This week’s return to school from winter break got me thinking about sleep patterns. Even though I worked through December, with two days off (Christmas Eve and Christmas Day), my daughters were out of school for the second half of the month. For the first time, instead of sending them to daycare or a winter break camp, I worked from home and let the twins stay home with me. Although I stayed on my regular work routine, I let my daughters stay up later than usual and sleep in. They loved having a full day for games of pretend, fort building, board games, and reading. And yes, I allowed them 2 hours of screen time per day, a quantity usually limited to weekends.
I knew that transitioning from an 8 am wake up time to a 6 am wasn’t going to be fun for anyone, so I did some reading on circadian rhythms and body clocks. Most of what I read, I already knew and had begun to put in place. One thing surprised me: the impact of exposure to electronic screens. More on that later.
Parents fixate on sleep. We worry about whether our children are getting enough sleep, whether the sleep is happening at the right time, and whether our children will ever again let us sleep enough to feel rested.
Whether or not we’re consciously aware, every parent has at least one sleep goal for their newborn: distinguishing night from day.
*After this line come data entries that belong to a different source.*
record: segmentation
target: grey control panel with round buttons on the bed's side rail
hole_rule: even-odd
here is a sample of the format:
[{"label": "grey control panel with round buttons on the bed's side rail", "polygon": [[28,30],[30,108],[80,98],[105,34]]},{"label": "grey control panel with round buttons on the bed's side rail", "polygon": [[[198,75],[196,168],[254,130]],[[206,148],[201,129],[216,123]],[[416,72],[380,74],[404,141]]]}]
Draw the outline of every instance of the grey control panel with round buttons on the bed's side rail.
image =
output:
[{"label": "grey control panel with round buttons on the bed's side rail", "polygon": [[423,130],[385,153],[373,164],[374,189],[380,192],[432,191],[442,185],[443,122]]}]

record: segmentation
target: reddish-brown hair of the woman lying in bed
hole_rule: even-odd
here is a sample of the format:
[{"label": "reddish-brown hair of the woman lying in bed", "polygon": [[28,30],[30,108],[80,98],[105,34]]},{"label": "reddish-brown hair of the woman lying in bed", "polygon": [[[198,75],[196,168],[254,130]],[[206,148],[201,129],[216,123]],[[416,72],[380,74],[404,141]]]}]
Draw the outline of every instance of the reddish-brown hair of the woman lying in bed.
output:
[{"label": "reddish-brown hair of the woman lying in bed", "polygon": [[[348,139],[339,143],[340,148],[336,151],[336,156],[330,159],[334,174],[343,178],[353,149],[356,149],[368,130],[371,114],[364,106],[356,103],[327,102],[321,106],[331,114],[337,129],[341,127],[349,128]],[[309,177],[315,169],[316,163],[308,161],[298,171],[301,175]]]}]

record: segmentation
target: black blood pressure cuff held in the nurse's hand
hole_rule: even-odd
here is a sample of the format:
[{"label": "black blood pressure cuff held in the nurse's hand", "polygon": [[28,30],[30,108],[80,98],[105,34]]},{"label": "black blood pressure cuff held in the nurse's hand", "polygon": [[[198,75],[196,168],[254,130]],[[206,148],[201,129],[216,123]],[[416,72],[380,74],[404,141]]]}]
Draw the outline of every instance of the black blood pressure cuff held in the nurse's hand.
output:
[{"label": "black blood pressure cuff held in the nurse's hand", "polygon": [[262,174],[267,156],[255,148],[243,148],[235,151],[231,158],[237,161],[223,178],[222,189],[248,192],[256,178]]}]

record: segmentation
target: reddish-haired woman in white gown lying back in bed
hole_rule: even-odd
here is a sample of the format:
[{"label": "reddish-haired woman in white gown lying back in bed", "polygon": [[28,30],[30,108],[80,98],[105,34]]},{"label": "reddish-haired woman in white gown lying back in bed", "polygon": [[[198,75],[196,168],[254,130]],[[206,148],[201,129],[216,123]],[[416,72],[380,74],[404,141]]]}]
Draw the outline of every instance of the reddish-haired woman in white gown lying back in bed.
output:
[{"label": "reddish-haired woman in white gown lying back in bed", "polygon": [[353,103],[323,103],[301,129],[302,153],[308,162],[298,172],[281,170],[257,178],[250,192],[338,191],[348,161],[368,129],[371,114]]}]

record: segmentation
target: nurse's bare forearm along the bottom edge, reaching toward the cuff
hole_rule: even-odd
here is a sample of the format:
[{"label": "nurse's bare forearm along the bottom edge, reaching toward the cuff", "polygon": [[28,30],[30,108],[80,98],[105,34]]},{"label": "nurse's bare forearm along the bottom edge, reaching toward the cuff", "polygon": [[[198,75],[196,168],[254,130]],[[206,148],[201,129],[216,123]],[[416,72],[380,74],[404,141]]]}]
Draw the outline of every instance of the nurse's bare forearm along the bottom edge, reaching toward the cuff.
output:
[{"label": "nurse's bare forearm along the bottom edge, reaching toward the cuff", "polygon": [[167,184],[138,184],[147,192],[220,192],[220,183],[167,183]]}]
As they grow, we want our children to develop sleep patterns that involve increasingly long stretches of sleep at night and increasing short stretches of sleep during the day.
We’re built for such sleep patterns. Our bodies produce a chemical called melatonin, and how much we produce is tied to the time of day. Melatonin levels, in turn, tell our bodies whether it is sleep time or wake time. The way that our bodies determine how much melatonin to create is strongly influenced by light exposure. It’s very logical. In the thousands of the years humans were around before the invention of the light bulb, we could rely on the timing of sunlight to regulate our sleep-wake cycles.
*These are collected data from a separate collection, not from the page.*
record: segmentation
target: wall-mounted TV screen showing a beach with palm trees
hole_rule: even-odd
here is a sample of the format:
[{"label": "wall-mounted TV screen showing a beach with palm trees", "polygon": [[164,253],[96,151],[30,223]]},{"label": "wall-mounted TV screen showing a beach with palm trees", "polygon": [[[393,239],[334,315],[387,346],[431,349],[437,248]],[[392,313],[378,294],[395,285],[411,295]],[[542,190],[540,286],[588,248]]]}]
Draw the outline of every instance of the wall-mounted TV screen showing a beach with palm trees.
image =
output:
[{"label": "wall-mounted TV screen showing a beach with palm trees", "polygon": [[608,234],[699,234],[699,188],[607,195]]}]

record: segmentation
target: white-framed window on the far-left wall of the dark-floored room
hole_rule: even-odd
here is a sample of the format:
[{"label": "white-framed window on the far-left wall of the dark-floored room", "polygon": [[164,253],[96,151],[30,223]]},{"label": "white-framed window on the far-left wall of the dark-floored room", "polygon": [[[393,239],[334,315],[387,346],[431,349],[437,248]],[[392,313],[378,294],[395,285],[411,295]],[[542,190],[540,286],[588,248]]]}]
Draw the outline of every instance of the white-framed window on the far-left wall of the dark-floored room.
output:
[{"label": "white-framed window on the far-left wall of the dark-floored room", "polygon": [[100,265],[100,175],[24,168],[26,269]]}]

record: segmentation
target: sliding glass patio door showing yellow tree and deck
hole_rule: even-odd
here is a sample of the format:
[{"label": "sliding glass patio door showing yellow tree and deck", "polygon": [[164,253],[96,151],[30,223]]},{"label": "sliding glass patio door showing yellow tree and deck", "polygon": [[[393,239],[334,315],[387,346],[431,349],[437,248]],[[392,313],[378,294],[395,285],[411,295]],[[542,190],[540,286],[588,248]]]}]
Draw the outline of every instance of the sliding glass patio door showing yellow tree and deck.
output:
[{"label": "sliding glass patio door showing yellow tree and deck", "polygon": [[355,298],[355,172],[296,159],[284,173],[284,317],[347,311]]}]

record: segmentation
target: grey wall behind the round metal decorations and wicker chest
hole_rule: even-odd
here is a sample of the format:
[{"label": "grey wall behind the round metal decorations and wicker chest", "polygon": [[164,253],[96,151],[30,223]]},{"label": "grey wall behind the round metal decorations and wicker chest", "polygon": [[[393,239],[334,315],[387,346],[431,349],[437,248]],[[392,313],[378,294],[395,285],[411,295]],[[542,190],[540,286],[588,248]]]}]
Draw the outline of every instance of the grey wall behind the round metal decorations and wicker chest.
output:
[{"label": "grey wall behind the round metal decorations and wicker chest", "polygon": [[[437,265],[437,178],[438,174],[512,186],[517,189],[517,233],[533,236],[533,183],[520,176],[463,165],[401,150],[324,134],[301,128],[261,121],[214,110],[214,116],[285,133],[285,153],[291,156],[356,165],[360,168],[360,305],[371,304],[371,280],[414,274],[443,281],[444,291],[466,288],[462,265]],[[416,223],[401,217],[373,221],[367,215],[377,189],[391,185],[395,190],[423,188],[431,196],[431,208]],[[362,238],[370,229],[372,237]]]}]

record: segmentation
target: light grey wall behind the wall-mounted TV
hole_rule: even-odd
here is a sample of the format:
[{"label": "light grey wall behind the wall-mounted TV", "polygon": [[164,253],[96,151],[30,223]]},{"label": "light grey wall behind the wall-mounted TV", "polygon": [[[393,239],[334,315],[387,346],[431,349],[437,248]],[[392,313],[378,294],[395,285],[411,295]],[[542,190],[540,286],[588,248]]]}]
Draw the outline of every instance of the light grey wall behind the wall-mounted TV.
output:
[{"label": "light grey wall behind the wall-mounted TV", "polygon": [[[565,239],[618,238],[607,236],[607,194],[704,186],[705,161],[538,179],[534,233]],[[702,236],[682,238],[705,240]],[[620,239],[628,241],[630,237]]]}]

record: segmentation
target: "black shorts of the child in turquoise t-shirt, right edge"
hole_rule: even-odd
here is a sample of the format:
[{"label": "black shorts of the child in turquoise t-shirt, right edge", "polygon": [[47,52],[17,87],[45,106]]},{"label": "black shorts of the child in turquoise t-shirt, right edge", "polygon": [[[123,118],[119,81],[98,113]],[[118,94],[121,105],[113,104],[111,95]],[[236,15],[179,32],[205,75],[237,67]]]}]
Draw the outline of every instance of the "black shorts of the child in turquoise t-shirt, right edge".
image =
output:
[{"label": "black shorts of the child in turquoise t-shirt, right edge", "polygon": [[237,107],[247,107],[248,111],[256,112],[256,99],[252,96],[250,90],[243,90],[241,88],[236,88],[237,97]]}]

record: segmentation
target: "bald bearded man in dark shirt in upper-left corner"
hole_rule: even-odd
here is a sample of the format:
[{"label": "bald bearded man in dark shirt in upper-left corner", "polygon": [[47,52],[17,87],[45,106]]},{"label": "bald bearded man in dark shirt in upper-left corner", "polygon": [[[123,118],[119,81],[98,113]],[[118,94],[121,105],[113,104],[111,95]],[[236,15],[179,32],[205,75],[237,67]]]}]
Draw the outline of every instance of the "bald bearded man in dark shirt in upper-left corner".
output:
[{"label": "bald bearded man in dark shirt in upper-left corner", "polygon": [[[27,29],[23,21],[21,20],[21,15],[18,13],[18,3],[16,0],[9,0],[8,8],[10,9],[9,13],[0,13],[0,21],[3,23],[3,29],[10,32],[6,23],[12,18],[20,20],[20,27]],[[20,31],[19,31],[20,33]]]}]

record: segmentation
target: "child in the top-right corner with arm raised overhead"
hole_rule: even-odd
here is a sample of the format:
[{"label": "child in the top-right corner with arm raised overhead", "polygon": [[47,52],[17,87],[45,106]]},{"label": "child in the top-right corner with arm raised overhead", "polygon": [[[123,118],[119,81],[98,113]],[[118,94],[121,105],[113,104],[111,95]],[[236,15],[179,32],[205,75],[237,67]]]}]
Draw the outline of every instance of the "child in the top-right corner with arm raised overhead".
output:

My daughters have a good friend who is blind. While I now allow some flexibility in my 9-year-old girls’ sleep time, their blind friend gets no such luxury. Without light input to help regulate to her body clock, she is wholly reliant on routine to keep her on the same sleep-wake schedule as her peers. Sleeping in on weekends or staying up late as a treat isn’t worth the disruption that it would cause her.
Electric lights may do something to mess with our body clocks, so it wouldn’t be a bad idea to start dimming lights as bedtime approaches. I babysit my friends’ 8-month-old with some regularity, and he goes down for the night easiest when I don’t turn on lights in the house as the sky darkens. He’s an active, curious little boy who tends to fight sleep, but the changes in light quality after sunset have an unmistakable effect on him.
The thing that hadn’t occurred to me until I started to research it more is that electronic screens, even those used for reading, can trick our bodies into thinking it’s still daytime as we’re trying to wind down for the night. After I read that little fact, I adjusted our “Kindle time doesn’t count as screen time” rule to “Kindle time doesn’t count as screen time, but any reading within an hour of bedtime must be on paper.” And of course, no other types of screen time, whether a game or a show, is allowed within that same pre-bed wind-down hour. Ideally, that wind-down hour would be two hours, but a full-time job and commute makes that impossible. When the girls are on the computer until close to bedtime because of homework, I can dim the screen as much as possible.
If rejiggering your family’s light exposure doesn’t work or isn’t an option as your kids are returning to their school schedule, you can actually buy melatonin in pill form. Please, before acting on this option, speak to your child’s pediatrician and go with the lowest available dose, 0.5 mg or less. It seems that the best time to take a dose is around 6:00 pm, which sets your school-aged child up to be sleepy right around bedtime. Unless your child has a confirmed sleep disorder, there should be no need to use melatonin over the long-term. It’s especially helpful when switching sleep patterns, for example after a trip to counter jetlag, or if you work a night shift.
Do you take light exposure into account when you consider your family’s schedule?